Wednesday 21 February 2018

AIB market share hit by mortgage price war

AIB headquarters in Ballsbridge
AIB headquarters in Ballsbridge

Gretchen Friemann

AIB's share of the mortgage market slackened in the last quarter as the part-nationalised lender faced intensifying competition from rivals.

The bank's decline in market share - from 37pc to 34pc in new mortgage drawdowns - marked the sole disappointment in the better than anticipated interim results, which set investors' pulses racing and propelled the share price to its highest level since June when the Government shed a 28.8pc stake in AIB in a €3.4bn initial public offering.

Yesterday the stock climbed 3.9pc to €5.76 in early morning trading before sliding back to €5.592.

Much of the ebullience stemmed from reassurances the bank will not be forced to set aside more cash to deal with the industry-wide tracker mortgage crisis.

Another €500m clipped off its now €7.3bn worth of impaired loans - the most challenged segment of its non-performing exposures, also boosted sentiment.

The one jarring element was its declining market share in the new mortgage market. AIB remains the biggest player in the sector but the reversal highlighted the challenge it faces in maintaining this position as ultra-low base rates, rising employment and property valuations trigger a price war.

In September, AIB cut both its standard variable rates and fixed rate home loans - a decision now seen as an attempt to arrest the inroads made by competitors. According to Owen Callan the latest results indicate the bank's market share had declined to the high twenties over the summer as consumers snapped up more attractive fixed-rate mortgages from rival lenders.

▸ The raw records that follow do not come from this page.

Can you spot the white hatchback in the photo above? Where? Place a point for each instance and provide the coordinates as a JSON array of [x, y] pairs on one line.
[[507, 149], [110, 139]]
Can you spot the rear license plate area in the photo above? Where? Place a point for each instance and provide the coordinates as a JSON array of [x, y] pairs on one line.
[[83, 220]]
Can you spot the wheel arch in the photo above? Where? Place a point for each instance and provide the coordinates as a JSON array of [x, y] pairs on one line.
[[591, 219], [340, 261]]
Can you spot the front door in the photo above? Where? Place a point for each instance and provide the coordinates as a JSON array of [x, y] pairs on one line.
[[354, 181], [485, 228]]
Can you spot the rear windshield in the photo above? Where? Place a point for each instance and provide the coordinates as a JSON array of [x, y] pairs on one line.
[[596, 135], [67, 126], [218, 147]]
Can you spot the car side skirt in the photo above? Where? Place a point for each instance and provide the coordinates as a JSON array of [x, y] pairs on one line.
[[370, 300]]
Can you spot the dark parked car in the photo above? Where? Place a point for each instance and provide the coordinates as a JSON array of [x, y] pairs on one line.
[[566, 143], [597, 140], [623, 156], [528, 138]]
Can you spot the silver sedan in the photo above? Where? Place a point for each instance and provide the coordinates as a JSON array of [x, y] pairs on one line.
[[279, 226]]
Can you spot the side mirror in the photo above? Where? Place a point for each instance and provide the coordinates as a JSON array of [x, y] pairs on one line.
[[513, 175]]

Both KBC and Permanent TSB have repeatedly cut their rates over the past year, piling pressure on market leaders, AIB and Bank of Ireland.

Davy's Stephen Lyons said the latest results to the end of September imply AIB's share of the new mortgage market has dropped to the low 30s.

Part of the problem, according to Mr Callan, is that margins remain relatively attractive and the European Central Bank's low base rates, which are not predicted to move until 2019, offer scope for further mortgage rate cuts.

There are questions too about whether AIB was caught on the back foot. Its market momentum was based around standard variable rates but recent figures from the Central Bank show consumers have preferred competitive fixed-rate mortgages rather than cheap SVR rates.

On a conference call to analysts CEO Bernard Byrne said the bank continues to target that "mid-30s range".